Martin Backs XM/Sirius Merger

Satellite-Radio Merger Now Head to Other Four FCC Commissioners

Federal Communications Commission chairman Kevin Martin said Sunday that he will support the merger of XM Satellite Radio and Siruis Satellite Radio under a voluntary set of conditions proposed by the two companies.

The move tees up the next round in the process, which is review by the other four commissioners. Martin was hoping to decide on the merger by the end of June, but recently has given no timetable.

"As I have indicated before, this is an unusual situation," Martin said. "I am recommending that with the voluntary commitments they've offered, on balance, this transaction would be in the public interest. They have voluntarily committed to setting forth price constraints, so the prices for consumers do not increase; smaller packages at lower prices; an open standard for radios; the sale of interoperable radios; and additional public-interest programming for noncommercial use and for qualified entities that have not been traditionally represented."

The smaller packages are the companies' effort to approximate the a la carte programming model the chairman favors as a way to lower prices and increase choice for multichannel radio and TV. Those packages would be available within three months of the merger's approval.

According to a source familiar with the proposals, the two companies also pledged not to raise prices for 36 months, to offer interoperable radios within one year of the merger's approval and to set aside 8% of their spectrum -- 4% for noncommercial use, 4% for commercial use by outside entities.

Martin appeared to have a clearer path to approving a merger with conditions after top Hill Democrats outlined similar conditions as what would be required, in their view, if the merger was to be approved.

The Justice Department gave the deal a green light in March without conditions. But Justice only deals with whether a merger would be anticompetitive, while the FCC has other public-interest concerns to weigh.

Martin is expected to circulate a proposal for review by the other four commissioners this week, a source said, and perhaps as early as Monday.
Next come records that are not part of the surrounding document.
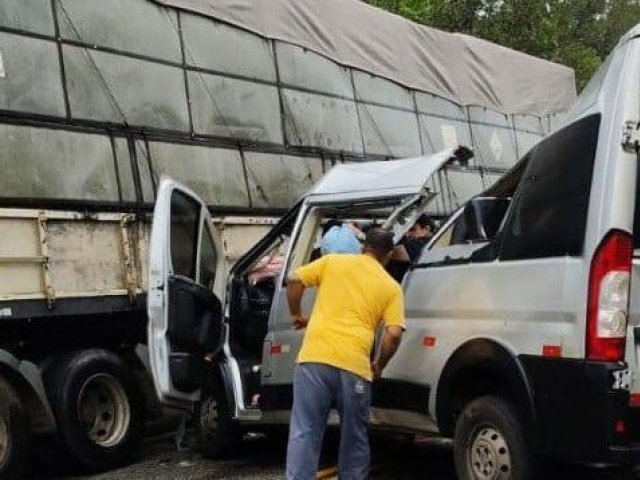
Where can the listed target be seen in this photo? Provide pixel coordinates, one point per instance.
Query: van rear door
(185, 297)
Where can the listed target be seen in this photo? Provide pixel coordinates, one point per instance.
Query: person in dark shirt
(410, 248)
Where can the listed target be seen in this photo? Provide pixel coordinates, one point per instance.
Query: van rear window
(549, 214)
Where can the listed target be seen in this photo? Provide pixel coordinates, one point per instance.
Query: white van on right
(523, 312)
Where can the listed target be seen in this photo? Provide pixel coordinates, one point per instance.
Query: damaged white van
(523, 312)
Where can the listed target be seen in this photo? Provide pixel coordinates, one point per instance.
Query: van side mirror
(483, 217)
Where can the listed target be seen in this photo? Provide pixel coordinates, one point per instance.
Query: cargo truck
(246, 107)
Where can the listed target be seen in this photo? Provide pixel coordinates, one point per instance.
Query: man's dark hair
(425, 221)
(379, 241)
(333, 222)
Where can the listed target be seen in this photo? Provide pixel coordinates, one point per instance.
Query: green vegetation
(577, 33)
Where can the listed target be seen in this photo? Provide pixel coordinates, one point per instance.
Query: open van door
(185, 294)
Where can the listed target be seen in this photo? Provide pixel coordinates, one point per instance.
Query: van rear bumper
(578, 415)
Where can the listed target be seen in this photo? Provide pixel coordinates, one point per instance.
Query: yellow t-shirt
(355, 293)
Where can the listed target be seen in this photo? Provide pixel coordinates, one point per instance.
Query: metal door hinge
(622, 379)
(631, 136)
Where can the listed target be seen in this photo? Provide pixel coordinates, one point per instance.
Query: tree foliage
(577, 33)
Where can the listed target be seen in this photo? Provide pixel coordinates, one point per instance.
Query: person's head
(423, 228)
(379, 244)
(339, 239)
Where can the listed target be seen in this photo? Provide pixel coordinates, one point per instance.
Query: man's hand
(300, 322)
(376, 370)
(390, 343)
(295, 290)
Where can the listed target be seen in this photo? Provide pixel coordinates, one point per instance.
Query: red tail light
(608, 304)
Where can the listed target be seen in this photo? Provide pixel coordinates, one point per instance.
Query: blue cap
(339, 240)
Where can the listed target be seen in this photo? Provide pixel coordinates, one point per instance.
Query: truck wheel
(217, 434)
(99, 408)
(14, 433)
(489, 442)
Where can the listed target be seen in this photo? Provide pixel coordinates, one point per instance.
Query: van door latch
(631, 136)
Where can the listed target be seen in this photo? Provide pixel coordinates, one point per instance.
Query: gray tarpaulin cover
(464, 69)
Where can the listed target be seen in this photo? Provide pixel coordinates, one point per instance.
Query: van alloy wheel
(489, 442)
(103, 409)
(488, 455)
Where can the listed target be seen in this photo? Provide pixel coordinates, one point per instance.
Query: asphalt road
(263, 458)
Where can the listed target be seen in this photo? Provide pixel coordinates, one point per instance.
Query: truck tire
(489, 442)
(99, 408)
(14, 433)
(217, 434)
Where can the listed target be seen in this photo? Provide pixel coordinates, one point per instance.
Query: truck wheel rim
(104, 410)
(4, 441)
(488, 455)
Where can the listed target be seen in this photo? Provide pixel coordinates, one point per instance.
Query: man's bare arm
(295, 290)
(390, 344)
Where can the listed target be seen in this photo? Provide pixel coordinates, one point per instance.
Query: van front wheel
(217, 434)
(489, 442)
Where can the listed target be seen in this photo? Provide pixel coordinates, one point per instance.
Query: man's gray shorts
(318, 388)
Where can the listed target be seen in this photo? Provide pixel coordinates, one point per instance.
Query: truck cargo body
(98, 102)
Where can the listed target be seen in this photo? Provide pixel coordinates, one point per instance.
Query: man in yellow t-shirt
(355, 294)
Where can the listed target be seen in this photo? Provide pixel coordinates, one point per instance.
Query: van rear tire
(14, 433)
(489, 442)
(99, 408)
(217, 434)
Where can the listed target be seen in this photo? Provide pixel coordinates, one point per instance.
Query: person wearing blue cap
(340, 239)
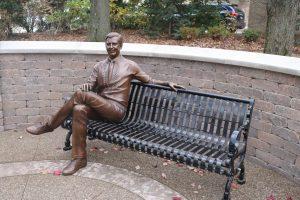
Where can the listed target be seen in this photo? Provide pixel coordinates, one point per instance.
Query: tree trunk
(281, 24)
(100, 24)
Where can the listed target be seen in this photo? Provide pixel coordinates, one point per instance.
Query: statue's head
(113, 44)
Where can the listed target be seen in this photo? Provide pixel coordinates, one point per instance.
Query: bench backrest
(186, 110)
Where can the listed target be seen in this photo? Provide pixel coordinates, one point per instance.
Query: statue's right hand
(85, 87)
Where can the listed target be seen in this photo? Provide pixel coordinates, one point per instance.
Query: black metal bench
(201, 130)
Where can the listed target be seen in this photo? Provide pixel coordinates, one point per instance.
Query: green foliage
(251, 35)
(218, 32)
(74, 16)
(127, 16)
(191, 32)
(11, 13)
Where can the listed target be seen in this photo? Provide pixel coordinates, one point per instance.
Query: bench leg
(228, 188)
(241, 178)
(67, 142)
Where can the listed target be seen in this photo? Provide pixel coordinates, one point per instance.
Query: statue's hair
(115, 34)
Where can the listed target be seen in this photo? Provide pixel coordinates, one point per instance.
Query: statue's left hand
(175, 85)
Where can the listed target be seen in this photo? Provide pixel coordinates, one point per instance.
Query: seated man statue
(110, 83)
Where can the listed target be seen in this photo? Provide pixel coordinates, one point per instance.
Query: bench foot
(241, 178)
(67, 142)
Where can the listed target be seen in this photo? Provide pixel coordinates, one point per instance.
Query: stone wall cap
(282, 64)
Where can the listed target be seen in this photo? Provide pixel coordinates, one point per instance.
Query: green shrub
(251, 35)
(218, 32)
(74, 16)
(191, 32)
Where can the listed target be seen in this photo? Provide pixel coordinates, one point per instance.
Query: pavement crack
(25, 187)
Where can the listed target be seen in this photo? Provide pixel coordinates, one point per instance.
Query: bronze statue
(104, 96)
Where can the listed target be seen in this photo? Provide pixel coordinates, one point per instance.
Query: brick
(50, 96)
(13, 104)
(287, 112)
(73, 64)
(47, 110)
(207, 84)
(272, 139)
(277, 99)
(264, 105)
(21, 96)
(56, 103)
(286, 134)
(294, 125)
(37, 118)
(12, 57)
(27, 111)
(283, 154)
(226, 87)
(11, 73)
(252, 73)
(259, 144)
(61, 88)
(73, 80)
(49, 80)
(37, 72)
(38, 103)
(274, 119)
(37, 88)
(261, 125)
(264, 85)
(82, 73)
(291, 91)
(250, 92)
(61, 72)
(15, 120)
(280, 77)
(295, 103)
(240, 80)
(46, 65)
(269, 158)
(14, 89)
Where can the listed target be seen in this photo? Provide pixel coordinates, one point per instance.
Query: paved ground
(27, 163)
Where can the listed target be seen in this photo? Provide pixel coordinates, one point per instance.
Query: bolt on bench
(202, 130)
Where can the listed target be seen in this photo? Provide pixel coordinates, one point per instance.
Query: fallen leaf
(57, 172)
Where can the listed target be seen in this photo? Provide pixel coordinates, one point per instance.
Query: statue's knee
(79, 108)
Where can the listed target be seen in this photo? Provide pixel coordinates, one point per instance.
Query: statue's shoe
(39, 129)
(74, 166)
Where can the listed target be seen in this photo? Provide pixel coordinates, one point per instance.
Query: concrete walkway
(28, 164)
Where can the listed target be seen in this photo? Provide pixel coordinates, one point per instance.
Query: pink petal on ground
(57, 172)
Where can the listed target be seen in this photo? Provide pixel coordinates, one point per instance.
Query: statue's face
(113, 47)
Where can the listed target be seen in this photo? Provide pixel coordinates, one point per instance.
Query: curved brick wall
(32, 87)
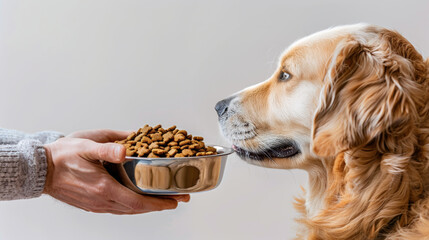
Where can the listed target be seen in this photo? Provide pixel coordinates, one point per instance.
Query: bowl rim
(225, 151)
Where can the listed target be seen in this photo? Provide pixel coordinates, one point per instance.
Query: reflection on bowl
(171, 175)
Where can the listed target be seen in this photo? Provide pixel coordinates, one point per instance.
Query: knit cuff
(22, 170)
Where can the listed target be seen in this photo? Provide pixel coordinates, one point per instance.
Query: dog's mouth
(284, 150)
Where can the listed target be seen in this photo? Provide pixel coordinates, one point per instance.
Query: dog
(350, 105)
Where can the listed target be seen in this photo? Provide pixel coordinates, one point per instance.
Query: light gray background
(71, 65)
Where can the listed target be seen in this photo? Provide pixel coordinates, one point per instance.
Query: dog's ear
(368, 94)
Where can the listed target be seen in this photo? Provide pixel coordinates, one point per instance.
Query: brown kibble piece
(168, 136)
(159, 151)
(143, 151)
(138, 138)
(153, 146)
(211, 149)
(159, 142)
(179, 137)
(156, 137)
(171, 128)
(131, 136)
(152, 155)
(139, 145)
(130, 152)
(145, 130)
(172, 152)
(146, 140)
(194, 146)
(187, 152)
(184, 132)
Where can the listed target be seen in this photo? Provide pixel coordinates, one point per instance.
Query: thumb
(110, 152)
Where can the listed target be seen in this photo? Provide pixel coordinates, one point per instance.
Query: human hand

The situation is "unusual" because back when the FCC approved the two satellite licenses, it also said they should not be held by the same company. In an interview for C-SPAN Friday, FCC commissioner Jonathan Adelstein said the decision will have to come in two parts, with the FCC first changing its rules to allow one company to own the two satellite-radio licenses. "Then we have to decide what to do about the merger and whether there are any specific conditions that need to be placed on it,” he added. “I expect that will happen pretty shortly."

The companies have argued that allowing them to merge will make them more competitive in a crowded audio-delivery marketplace that includes terrestrial and cable and Internet radio and MP3 players. Broadcasters countered that it will create a monopoly that competes with them for local listeners while they are unable to compete with satellite radio for a national audience.

"Given their systematic breaking of virtually every rule set forth by the FCC in their 11 years of existence, it would be curious if the Commission now rewards XM and Sirius with a monopoly," said National Association of Broadcasters spokesman Dennis Wharton. XM and Sirius had no comment on the chairman's support.

Public Knowledge, which has pushed for conditions on any merger, was generally pleased.

“From what we have been able to read and to learn this morning, many of the conditions the Federal Communications Commission (FCC) is considering placing on a potential merger of XM Satellite Radio and Sirius Satellite Radio are conditions that we have proposed and supported for more than a year, both in Congressional testimony, as well as in meetings with the Commission," said Public Knowledge President Gigi Sohn. .

“We support what we have heard today about the Commission’s proposals, although we would like to know more about how the set-aside for noncommercial channels would be implemented.